雪穂…。
彼女になんて言って説明したらいいのだろう。
この結果を聞いて。
納得してくれるだろうか…。

そういえばこのところまともに連絡していない。
ちょっと連絡しておこう。
このまま戻るにしても恐らく早い時間には戻れない。
夜遅くなってしまうだろう。

久し振りに呼び出した彼女の番号。
発信してからずっと流れる呼び出し音。
なかなか出てくれない。
俺が連絡を怠ったから拗ねてるのか?

でも実際は…
俺が思いもしない状態になっていた。

雪穂の携帯が繋がらなくて不安に苛まれた俺は思い切って蔵に電話を入れた。

『ありがとうございます。中上酒造、藤原でございます』

「藤原さん!加賀見です」

『あ…加賀見、さん…』

事務の藤原さんの受け応えに違和感を覚える。
歯切れの悪い様子が伝わったからだ。

「あの…雪穂さんは母屋にいらっしゃいますか?携帯に電話したけど出られなくて…」

『えっ…と…。

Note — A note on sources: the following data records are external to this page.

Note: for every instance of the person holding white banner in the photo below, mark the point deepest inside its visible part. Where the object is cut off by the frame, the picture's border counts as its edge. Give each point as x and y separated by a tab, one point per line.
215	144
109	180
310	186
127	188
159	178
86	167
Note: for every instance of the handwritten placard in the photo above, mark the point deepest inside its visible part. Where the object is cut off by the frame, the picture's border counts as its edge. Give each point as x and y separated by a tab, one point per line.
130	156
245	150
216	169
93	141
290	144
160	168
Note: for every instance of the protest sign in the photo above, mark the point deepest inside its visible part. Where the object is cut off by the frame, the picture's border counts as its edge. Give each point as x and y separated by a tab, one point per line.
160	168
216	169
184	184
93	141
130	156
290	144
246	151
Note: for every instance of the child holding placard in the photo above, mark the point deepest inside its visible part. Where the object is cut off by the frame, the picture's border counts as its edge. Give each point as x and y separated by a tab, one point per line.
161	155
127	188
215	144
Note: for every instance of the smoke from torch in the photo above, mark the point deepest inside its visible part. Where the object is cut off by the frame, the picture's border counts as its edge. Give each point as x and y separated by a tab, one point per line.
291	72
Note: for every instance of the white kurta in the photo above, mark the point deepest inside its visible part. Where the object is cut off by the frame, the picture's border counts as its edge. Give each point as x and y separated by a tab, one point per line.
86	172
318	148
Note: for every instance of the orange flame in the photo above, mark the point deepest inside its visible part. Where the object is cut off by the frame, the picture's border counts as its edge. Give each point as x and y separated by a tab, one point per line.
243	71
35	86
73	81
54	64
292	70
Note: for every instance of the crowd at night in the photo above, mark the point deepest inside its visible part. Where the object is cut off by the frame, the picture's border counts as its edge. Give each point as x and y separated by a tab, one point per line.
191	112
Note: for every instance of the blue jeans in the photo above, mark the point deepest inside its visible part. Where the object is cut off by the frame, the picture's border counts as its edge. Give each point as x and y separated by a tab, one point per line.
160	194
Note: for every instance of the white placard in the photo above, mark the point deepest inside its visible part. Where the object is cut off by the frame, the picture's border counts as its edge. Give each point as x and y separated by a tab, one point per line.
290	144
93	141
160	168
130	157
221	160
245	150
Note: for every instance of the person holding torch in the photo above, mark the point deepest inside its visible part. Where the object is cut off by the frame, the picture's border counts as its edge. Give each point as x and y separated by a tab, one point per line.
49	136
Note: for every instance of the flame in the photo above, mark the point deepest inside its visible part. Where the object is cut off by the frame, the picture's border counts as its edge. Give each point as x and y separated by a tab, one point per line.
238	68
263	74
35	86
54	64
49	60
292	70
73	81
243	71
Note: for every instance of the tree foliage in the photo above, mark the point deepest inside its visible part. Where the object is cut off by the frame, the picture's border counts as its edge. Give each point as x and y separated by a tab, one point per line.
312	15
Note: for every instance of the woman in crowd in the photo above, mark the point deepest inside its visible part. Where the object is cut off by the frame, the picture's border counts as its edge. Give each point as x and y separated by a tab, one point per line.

今私は事務所にいるからわかりませんねぇ…。しばらくしてからかけ直されれば…』

おかしい…。
いつもなら藤原さんはお節介なくらいの世話焼きなのだ。
電話を保留にして雪穂を呼びに行くような人なのに。

それに。
こんな時間から雪穂が家を空けるとも思えない。

「親方は。親方にかわってください。それが無理なら頭…岩田さんでも誰でもいいです。電話に出られる人を出してください」

『そう…言われても…』

藤原さんの態度がいよいよおかしくなった。